No. Dashboards show what happened; the leak starts after visibility. Outturn turns each issue into a decision record with an owner, options, a deadline, and — the part nothing else does — a measured outcome. It's an operating layer: things move through it, they aren't just displayed on it.

Does it replace our planning or allocation systems?

No — it sits above them and makes them worth more. Their recommendations become signals on the record; their screens are where approved actions execute. We also catch the seams between them: the allocation built on a delivery that slipped, the plan that disagrees with the warehouse.

Do we have to teach it everything first?

No. It arrives with a Retail Workflow Pack: cited metric definitions, required signals, deterministic checks, common response options, ownership patterns and outcome measures. Your team confirms only company-specific differences. Approved corrections become versioned policy; they are not prompt memory.
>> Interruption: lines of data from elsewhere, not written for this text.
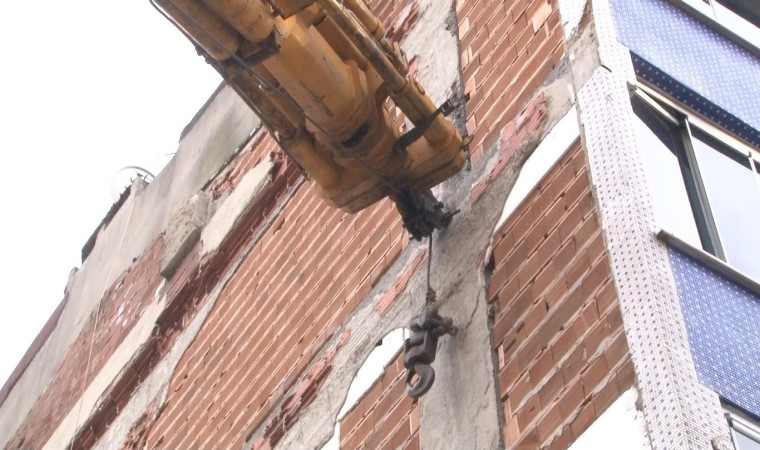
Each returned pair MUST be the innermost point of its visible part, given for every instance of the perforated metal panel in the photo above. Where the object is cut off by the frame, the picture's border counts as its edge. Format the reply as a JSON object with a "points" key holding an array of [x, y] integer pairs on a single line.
{"points": [[723, 324], [679, 411]]}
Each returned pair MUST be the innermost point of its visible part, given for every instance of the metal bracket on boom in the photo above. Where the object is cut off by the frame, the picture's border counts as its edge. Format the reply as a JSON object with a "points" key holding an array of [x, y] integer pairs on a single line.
{"points": [[422, 213]]}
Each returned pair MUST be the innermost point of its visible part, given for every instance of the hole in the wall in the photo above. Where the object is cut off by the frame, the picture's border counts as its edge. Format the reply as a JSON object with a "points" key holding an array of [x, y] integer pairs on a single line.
{"points": [[370, 371]]}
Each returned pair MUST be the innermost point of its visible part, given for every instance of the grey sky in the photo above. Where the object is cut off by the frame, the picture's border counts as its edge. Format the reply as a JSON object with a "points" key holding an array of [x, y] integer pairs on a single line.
{"points": [[86, 88]]}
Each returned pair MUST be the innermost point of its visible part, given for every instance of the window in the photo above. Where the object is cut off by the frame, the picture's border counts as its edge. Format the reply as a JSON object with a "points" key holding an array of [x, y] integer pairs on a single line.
{"points": [[746, 9], [740, 18], [706, 187]]}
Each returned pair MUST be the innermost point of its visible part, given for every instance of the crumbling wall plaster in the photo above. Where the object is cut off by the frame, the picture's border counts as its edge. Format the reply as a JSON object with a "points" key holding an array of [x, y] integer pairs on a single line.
{"points": [[222, 127]]}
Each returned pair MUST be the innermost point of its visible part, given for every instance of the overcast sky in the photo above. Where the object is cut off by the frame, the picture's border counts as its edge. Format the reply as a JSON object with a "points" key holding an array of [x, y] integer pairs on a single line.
{"points": [[86, 88]]}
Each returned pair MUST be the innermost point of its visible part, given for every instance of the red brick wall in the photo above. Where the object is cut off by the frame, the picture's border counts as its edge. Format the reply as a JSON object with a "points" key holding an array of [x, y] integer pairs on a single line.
{"points": [[508, 48], [563, 357], [124, 303], [385, 417], [121, 307], [291, 294]]}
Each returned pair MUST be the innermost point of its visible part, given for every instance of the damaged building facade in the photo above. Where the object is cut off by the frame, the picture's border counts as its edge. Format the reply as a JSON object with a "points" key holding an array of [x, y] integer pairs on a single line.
{"points": [[602, 271]]}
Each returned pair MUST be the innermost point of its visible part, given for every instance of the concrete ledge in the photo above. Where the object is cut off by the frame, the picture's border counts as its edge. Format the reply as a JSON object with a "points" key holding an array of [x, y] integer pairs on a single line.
{"points": [[253, 184], [183, 232]]}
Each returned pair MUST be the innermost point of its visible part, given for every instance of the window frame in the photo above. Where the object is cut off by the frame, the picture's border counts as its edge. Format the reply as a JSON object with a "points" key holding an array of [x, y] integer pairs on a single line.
{"points": [[725, 21], [739, 422], [685, 120]]}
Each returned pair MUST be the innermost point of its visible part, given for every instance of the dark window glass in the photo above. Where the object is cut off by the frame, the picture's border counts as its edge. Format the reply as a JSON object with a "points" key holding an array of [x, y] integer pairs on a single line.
{"points": [[734, 196]]}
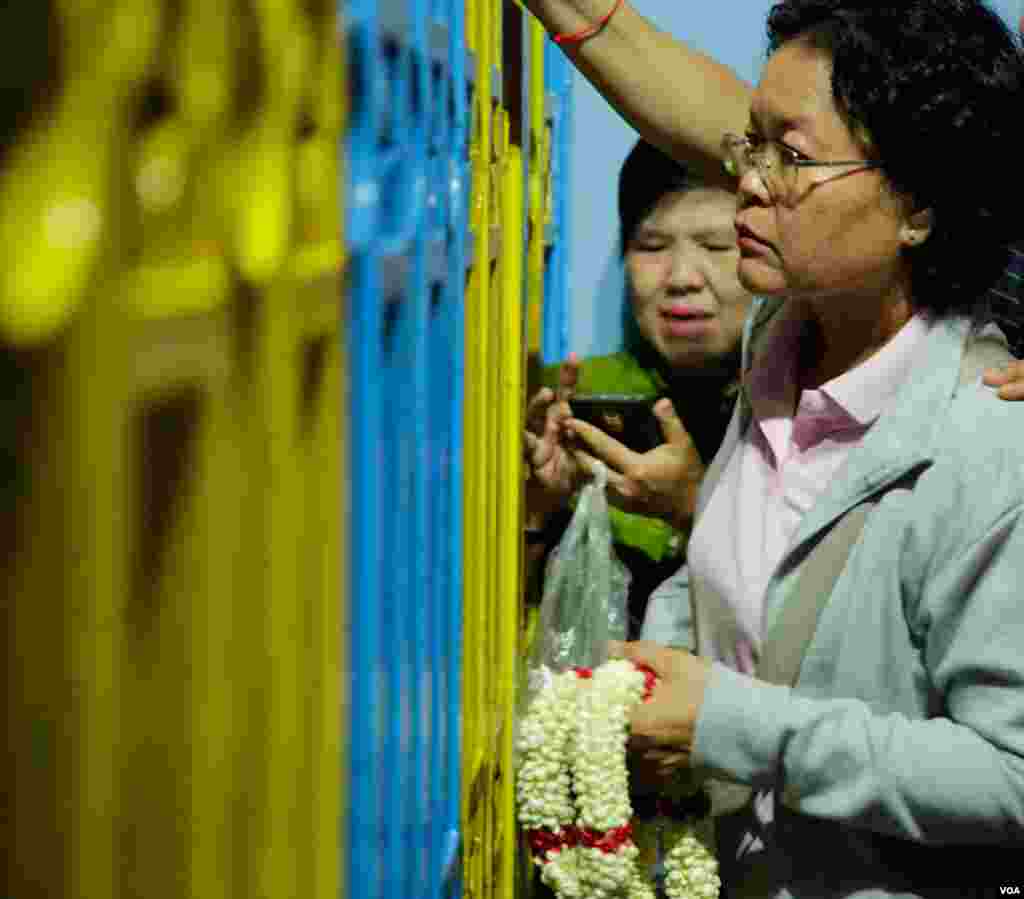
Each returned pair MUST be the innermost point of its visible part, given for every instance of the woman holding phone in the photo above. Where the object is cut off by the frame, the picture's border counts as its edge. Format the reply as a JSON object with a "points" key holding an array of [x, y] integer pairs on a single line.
{"points": [[875, 164], [684, 322]]}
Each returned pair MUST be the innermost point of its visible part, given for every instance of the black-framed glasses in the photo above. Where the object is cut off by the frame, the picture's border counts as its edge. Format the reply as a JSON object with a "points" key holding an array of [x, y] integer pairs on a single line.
{"points": [[777, 165]]}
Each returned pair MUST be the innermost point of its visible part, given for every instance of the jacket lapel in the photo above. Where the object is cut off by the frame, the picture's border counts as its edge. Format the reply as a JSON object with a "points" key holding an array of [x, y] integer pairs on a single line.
{"points": [[901, 444]]}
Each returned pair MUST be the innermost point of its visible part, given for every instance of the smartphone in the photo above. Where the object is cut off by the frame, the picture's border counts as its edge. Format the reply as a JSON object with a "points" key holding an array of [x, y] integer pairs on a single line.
{"points": [[630, 419]]}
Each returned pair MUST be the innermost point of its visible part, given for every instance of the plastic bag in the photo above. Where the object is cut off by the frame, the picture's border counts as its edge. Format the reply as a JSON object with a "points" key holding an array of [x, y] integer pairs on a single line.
{"points": [[584, 604]]}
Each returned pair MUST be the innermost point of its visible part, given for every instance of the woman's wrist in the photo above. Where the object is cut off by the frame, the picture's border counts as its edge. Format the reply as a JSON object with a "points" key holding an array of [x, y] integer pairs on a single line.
{"points": [[568, 16]]}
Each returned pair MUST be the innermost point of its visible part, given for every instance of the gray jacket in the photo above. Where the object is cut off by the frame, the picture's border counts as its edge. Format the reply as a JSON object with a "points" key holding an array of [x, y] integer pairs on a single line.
{"points": [[895, 766]]}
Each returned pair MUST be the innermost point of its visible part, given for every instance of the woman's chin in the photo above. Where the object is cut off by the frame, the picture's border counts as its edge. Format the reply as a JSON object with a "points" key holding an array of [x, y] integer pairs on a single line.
{"points": [[760, 279]]}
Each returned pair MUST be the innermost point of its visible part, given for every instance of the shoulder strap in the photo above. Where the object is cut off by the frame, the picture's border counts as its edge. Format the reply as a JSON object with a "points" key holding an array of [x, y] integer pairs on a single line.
{"points": [[785, 644], [790, 636], [986, 349]]}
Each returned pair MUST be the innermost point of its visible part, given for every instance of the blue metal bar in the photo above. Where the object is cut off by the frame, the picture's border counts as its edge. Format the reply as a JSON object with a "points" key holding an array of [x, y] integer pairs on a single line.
{"points": [[453, 558], [417, 426], [361, 862], [558, 74]]}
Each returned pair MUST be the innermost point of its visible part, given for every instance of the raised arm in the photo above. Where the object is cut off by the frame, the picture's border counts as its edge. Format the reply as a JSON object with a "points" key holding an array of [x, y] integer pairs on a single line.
{"points": [[678, 98]]}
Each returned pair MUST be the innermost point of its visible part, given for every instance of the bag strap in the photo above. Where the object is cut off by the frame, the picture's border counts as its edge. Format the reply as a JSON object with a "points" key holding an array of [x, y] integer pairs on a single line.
{"points": [[788, 638]]}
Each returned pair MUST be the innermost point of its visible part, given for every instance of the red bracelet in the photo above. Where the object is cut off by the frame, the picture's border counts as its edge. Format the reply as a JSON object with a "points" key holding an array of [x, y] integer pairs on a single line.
{"points": [[589, 32]]}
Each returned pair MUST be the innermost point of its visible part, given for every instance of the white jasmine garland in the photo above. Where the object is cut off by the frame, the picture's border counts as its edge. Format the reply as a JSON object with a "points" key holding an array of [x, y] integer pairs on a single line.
{"points": [[585, 849]]}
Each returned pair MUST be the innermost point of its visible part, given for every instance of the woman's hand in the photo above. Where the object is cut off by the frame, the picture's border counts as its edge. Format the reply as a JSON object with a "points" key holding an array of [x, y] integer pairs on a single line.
{"points": [[1010, 380], [662, 482], [662, 730], [555, 473]]}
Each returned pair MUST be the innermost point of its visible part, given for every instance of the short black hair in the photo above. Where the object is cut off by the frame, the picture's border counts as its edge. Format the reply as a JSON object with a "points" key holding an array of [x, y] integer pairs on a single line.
{"points": [[644, 178], [938, 86]]}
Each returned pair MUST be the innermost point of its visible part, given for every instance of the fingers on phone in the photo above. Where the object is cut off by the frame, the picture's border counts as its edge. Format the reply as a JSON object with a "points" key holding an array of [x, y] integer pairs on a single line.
{"points": [[603, 445], [672, 427]]}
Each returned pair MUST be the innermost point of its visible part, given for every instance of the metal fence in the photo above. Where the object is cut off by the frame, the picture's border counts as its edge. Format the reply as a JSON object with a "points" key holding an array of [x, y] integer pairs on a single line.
{"points": [[457, 154]]}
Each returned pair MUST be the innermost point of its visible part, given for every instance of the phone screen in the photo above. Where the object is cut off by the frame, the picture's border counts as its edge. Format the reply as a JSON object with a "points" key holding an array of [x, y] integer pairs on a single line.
{"points": [[628, 418]]}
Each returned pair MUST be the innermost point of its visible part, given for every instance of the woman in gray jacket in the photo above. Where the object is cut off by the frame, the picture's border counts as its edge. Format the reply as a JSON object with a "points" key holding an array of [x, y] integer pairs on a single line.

What data does it need to start?

What you already have: the stockout or availability report plus sales, stock, inbound and transfer exports at the relevant product-location grain. Authoritative structured fields flow through governed contracts; forwarded emails and notices are cited but reviewed when they introduce a new or conflicting fact. No heavy integration for the pilot.

Where does our data go?

Per-tenant isolation, your choice of EU/US residency, a zero-retention option, and no shared models trained on your data. Read-only by default; writes leave as drafts with a named approval. Full audit trail, kill switch. We'll run a security review with your team before any data is connected.

What does it cost?

The four-week pilot is $6–8K for one stockout/action-leakage workflow, normally creditable against the first annual subscription. After that: a predictable, capacity-based subscription, not token pass-through.